YOUR SOLIN GENERATED RECIPE
Flaky Baked Tilapia with Roasted Asparagus
Savor a light yet satisfying dish featuring tender, flaky tilapia baked to perfection with a hint of olive oil and lemon, perfectly paired with roasted asparagus and a side of fluffy quinoa. The flavors come together to create a nutritious, balanced meal that's both refreshing and comforting.
INGREDIENTS
6 ounces Tilapia Fillet
1 cup Asparagus
1/2 cup Cooked Quinoa
2 teaspoons Olive Oil
1 Lemon Wedge
PREPARATION
Preheat your oven to 400°F (200°C).
Place the tilapia fillet on a lightly greased baking sheet. Drizzle 1 teaspoon of olive oil over the fish and squeeze a lemon wedge over it. Season with salt, pepper, and any preferred herbs.

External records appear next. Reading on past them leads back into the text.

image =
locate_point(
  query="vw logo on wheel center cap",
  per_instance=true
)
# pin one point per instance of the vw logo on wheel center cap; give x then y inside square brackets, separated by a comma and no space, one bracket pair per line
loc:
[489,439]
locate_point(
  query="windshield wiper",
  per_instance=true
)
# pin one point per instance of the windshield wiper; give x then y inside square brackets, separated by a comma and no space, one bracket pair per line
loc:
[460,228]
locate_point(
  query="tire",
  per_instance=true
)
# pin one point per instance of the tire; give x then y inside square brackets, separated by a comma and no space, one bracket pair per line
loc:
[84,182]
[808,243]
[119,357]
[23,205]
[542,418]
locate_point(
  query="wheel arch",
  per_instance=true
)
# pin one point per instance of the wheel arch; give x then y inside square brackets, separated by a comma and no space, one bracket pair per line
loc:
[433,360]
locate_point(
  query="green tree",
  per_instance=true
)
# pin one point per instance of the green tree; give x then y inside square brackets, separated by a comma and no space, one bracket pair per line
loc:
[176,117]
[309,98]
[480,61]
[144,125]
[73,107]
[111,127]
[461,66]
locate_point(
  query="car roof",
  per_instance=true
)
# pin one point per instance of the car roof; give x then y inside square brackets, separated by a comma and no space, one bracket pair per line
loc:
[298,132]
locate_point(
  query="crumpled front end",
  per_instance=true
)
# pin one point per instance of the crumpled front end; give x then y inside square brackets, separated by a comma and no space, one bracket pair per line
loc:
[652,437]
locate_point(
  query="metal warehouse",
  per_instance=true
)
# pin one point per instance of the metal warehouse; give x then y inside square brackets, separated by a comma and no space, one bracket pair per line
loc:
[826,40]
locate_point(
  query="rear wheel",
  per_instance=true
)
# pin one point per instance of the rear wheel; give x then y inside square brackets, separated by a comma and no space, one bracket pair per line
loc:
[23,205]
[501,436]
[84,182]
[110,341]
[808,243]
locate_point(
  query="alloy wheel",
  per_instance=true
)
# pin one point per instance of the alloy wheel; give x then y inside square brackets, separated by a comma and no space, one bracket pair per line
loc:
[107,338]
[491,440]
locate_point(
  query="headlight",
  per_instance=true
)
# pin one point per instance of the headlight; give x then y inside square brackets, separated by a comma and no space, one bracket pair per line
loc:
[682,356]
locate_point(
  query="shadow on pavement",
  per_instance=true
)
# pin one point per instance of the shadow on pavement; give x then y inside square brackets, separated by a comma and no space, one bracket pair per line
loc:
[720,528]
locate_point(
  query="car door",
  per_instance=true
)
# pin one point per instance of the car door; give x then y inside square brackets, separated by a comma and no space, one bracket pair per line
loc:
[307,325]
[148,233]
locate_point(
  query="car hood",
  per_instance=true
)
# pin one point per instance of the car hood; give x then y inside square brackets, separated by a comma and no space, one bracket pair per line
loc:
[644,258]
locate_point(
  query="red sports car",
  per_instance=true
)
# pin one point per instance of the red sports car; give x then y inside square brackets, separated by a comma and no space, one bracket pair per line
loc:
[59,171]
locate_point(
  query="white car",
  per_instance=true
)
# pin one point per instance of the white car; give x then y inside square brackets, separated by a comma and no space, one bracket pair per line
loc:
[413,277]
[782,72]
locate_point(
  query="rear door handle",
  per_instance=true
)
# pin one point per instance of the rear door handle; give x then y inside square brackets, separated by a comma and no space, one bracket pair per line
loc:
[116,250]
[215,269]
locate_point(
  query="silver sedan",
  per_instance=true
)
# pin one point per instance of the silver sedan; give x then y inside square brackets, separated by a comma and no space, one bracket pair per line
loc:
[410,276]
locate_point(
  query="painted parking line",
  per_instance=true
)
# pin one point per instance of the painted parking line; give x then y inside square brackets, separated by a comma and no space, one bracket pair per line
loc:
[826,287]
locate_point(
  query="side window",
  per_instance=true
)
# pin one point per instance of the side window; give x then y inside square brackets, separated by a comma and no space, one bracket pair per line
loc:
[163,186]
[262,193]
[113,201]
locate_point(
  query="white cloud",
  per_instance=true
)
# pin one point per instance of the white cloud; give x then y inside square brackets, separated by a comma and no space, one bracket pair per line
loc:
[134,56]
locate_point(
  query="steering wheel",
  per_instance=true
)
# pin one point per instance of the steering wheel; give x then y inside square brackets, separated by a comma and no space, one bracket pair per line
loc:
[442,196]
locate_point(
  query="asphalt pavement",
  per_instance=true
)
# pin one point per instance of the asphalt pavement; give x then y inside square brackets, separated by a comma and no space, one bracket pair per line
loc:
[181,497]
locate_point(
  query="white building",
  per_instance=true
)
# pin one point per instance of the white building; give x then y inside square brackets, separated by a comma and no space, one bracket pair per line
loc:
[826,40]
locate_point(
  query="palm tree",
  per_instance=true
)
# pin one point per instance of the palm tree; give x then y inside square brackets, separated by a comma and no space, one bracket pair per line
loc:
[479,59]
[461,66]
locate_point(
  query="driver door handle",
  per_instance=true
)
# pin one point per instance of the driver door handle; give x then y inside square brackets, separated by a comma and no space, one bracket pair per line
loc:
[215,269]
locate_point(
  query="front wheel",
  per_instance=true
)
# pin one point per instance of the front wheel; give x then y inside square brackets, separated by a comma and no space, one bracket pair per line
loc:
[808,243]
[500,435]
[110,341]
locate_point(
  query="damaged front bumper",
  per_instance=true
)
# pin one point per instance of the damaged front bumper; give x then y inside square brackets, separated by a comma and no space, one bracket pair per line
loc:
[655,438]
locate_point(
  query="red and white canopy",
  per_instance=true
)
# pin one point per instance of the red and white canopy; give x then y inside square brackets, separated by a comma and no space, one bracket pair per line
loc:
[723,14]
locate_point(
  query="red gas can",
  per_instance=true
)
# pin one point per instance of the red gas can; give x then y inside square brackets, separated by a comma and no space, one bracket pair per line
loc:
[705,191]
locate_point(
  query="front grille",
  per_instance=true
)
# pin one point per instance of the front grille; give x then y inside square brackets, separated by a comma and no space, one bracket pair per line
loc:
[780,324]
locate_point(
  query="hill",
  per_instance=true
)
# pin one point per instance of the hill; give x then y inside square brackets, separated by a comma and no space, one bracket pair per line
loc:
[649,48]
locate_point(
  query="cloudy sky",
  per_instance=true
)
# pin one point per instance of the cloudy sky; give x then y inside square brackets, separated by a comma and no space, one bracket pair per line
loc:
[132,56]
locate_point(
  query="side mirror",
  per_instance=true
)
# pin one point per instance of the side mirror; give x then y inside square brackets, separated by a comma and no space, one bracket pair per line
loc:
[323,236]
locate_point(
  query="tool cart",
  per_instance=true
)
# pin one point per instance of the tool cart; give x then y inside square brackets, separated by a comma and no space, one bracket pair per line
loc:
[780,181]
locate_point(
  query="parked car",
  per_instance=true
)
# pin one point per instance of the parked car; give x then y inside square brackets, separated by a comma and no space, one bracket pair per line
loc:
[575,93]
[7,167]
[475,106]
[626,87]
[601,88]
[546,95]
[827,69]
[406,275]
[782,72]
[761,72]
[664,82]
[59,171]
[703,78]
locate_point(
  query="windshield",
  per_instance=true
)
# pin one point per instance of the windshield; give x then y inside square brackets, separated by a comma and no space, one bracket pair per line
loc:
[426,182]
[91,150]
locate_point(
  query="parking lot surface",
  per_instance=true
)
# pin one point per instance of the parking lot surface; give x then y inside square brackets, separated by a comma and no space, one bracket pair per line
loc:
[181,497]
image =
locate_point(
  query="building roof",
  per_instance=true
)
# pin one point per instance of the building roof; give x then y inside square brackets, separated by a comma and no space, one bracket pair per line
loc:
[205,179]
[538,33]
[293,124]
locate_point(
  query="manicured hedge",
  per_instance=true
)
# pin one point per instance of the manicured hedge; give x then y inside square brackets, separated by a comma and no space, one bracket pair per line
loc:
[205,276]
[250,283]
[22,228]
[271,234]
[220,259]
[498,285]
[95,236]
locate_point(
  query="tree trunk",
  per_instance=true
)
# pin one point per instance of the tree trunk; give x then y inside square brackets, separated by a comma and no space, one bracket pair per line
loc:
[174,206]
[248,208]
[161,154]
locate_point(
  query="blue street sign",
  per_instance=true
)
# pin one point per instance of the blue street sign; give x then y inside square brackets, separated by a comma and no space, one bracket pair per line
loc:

Arrange the asparagus on another baking sheet. Drizzle with the remaining teaspoon of olive oil and season with a pinch of salt and pepper.
Place both baking sheets in the oven. Roast the asparagus for about 10-12 minutes until they are tender and slightly crisp. Bake the tilapia for 12-15 minutes until the fish flakes easily with a fork.
While the fish and asparagus are cooking, prepare the quinoa if not already done. Reheat or fluff the pre-cooked quinoa.
Plate the baked tilapia alongside a serving of roasted asparagus and a scoop of quinoa. Optionally, garnish with additional lemon wedges and fresh herbs for an extra burst of flavor.